Part of the normal human condition is the impossibility of feeling certain emotions from a distance. When face-to-face with someone else who is experiencing just cause for grief, agony, or desperation, our internal process of observation, expression of sympathy, and resumption of normal activities occurs in the blink of an eye. Even as we listen to the afflicted and nod politely with our brows furrowed, our minds are considering what to make for dinner that night and whether we should get those concert tickets we’ve been thinking about. And as soon as we feel that a socially-acceptable amount of time has passed to permit stepping away from the hospital bed without looking crass, we do go preoccupy ourselves with eating scones and watching squirrels. There’s a certain comfort and familiarity in watching the squirrel, whose meaningless scampering about is pleasantly reminiscent of our time frittered away in shopping malls, bars, and online. Except the squirrel is actually productive. All of its actions are aimed at feeding itself, protecting itself, preparing for the long winter. The squirrel is the invalid, the dying, the handicapped. It has concerns we can’t even imagine. Even in those few seconds that it pauses to chitter and throw twigs at a dog that has just chased it up a tree, even then, it is learning. The squirrel has purpose.

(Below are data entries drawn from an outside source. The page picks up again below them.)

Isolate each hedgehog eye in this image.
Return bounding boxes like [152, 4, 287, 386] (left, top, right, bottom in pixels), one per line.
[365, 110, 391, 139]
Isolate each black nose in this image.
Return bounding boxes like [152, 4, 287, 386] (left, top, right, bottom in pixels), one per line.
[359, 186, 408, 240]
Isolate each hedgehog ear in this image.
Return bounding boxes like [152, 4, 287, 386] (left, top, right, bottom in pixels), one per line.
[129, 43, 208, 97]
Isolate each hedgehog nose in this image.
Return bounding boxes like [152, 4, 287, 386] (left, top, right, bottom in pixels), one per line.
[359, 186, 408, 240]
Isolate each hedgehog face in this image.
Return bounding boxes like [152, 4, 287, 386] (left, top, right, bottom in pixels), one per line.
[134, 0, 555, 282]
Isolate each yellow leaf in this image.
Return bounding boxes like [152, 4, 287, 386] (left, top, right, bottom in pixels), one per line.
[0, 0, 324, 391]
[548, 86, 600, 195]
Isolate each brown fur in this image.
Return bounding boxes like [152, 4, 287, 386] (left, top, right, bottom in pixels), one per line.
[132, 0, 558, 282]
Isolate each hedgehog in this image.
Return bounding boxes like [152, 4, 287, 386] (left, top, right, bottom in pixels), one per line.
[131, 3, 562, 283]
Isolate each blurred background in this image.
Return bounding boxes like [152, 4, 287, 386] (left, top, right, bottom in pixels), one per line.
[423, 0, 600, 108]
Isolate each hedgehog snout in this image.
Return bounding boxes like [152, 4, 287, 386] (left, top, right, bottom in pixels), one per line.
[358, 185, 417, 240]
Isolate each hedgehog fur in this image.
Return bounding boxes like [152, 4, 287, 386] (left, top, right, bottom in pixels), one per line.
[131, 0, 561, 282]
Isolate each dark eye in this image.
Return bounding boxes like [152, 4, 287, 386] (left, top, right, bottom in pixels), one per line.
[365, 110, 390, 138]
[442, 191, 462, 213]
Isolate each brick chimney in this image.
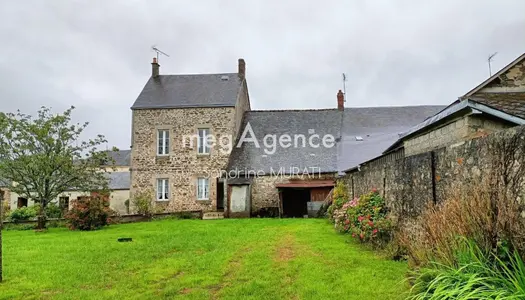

And we only begin to feel when we have purpose. Sure, we save for our retirement, drive our children to piano lessons and math tutors, and work diligently to pay down the mortgage and the new car. But those are tasks on autopilot. None of them constitute a purpose. The squirrel knows that the only true purpose is survival. Only when survival, our existence as we know it, is on the line do certain emotions become real and sympathy possible. You don’t join the breast cancer walk unless your mother had a mastectomy. You don’t pin the red ribbon to your shirt unless your uncle died of AIDS. You might dump a bucket of ice water over your head, but that’s for you, for the accolades on social media. You might donate a dollar at the cash register to the charity of the month, but that’s for you too, to prevent embarrassment brought on by the silent judgment of the cashier who just ran your credit card for five hundred dollars worth of sunglasses and scarves. Emotions driven by the desire to be are the only ones with the power to capture our full attention. Jealousy, fear, brokenheartedness. But also ambition, satisfaction, and ecstasy. These are arresting. These render the scones tasteless and blind us to the presence of the squirrel. Unlike the abstract sympathy, which merely defines the space around us, these emotions consume us because they are us.